Photo from the MUA South Australia


Up the road from Port Adelaide is Port Pirie. It was at one point even busier than Port Adelaide. More wheat went out from the Port than from Port. Port Adelaide shipped more flour though. It really took off when the lead smelter was established in 1889. Port Pirie remains the second busiest port in South Australia.

In the 1875, the South Australian Railways built a narrow gauge line from Port Pirie to Gladstone (38km east of Port Pirie). This was extended to Cockburn (on the South Australian-NSW border 30 km from Broken Hill) in 1888 where it joined with the Silverton Tramway.

According to the State Library of South Australia “With the railway line open everything for and from Broken Hill went through Port Pirie - timber for the mines, coal and mining gear and outwards the ore and processed minerals. Smelters were built at Port Pirie and the face of the town changed rapidly - it became an industrial town as well as a port.

In 1889 11,000 tons of coke was sent in six months from Port Pirie to Broken Hill; 4 million superfeet of timber was handled; 11,244 tons of silver-lead bullion was despatched and BHP (Broken Hill Proprietary Ltd) paid 69,000 pounds for railway cartage and labour.”

The first lead smelter was built in 1889, then BHP built its own in 1892. In 1915 Broken Hill Associated Smelters (BHAS) – a joint venture of the Broken Hill mining companies took over the smelter. In 1934 it was expanded and became the largest in the world. It has been owned by Nyrstar since 2007.

Smelter, 1919

Broken Hill to Port Pirie ore train, 1951

In 1925 the impact of lead dust was identified as a major problem by a South Australian Royal Commission.

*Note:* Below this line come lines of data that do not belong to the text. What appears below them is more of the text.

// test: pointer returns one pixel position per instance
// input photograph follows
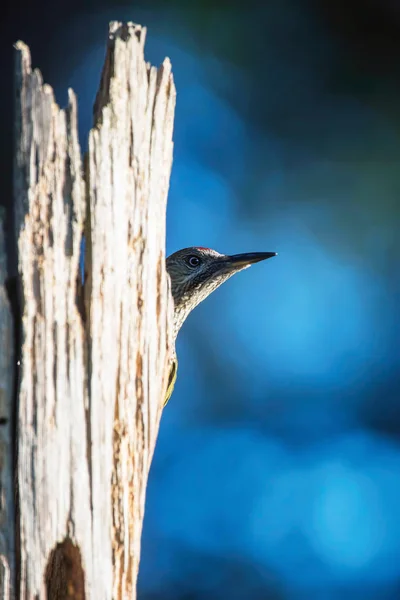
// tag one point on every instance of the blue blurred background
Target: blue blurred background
(276, 474)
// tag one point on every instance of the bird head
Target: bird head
(196, 272)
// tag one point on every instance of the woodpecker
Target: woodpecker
(195, 273)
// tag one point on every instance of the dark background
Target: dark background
(276, 475)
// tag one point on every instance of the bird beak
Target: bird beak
(247, 259)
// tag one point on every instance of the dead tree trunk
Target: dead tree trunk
(94, 358)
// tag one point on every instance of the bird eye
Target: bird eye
(194, 261)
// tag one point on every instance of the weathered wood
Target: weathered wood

Lead smelters are a major health issue, and Port Pirie records much higher lead samples in blood than is recommended, despite smelter upgrades in 2014. In 2012 it was found that over 3000 children had been lead poisoned in Port Pirie in the previous ten years. Childhood exposure to lead has been linked to lower IQ and academic achievement, and to a range of socio-behavioural problems such as attention deficit hyperactivity disorder (ADHD), learning difficulties, oppositional/conduct disorders, and delinquency. The disabling mental health issues from lead exposure often persist into adolescence and adulthood.

Lead levels are still way too high

Lead bars awaiting shipment. Port Pirie 1911

Dolphins that became stranded in the Port have also shown much higher lead levels than dolphins stranded elsewhere in the Spencer Gulf.

Port Pirie and Broken Hill are linked very strongly via the minerals they dig up and process. Solidarity amongst the workers has had many ups and downs however.

The Lockout at Broken Hill in 1909 was a massive battle with BHP, and the lack of solidarity from Port Pirie was part of the reason for defeat, despite trips to the Port by Tom Mann and initial enthusiasm from the Port Pirie smelter workers. New tactics came about in 1915 when a 44 Hour week demand and protection from dust diseases were the factors in the strike.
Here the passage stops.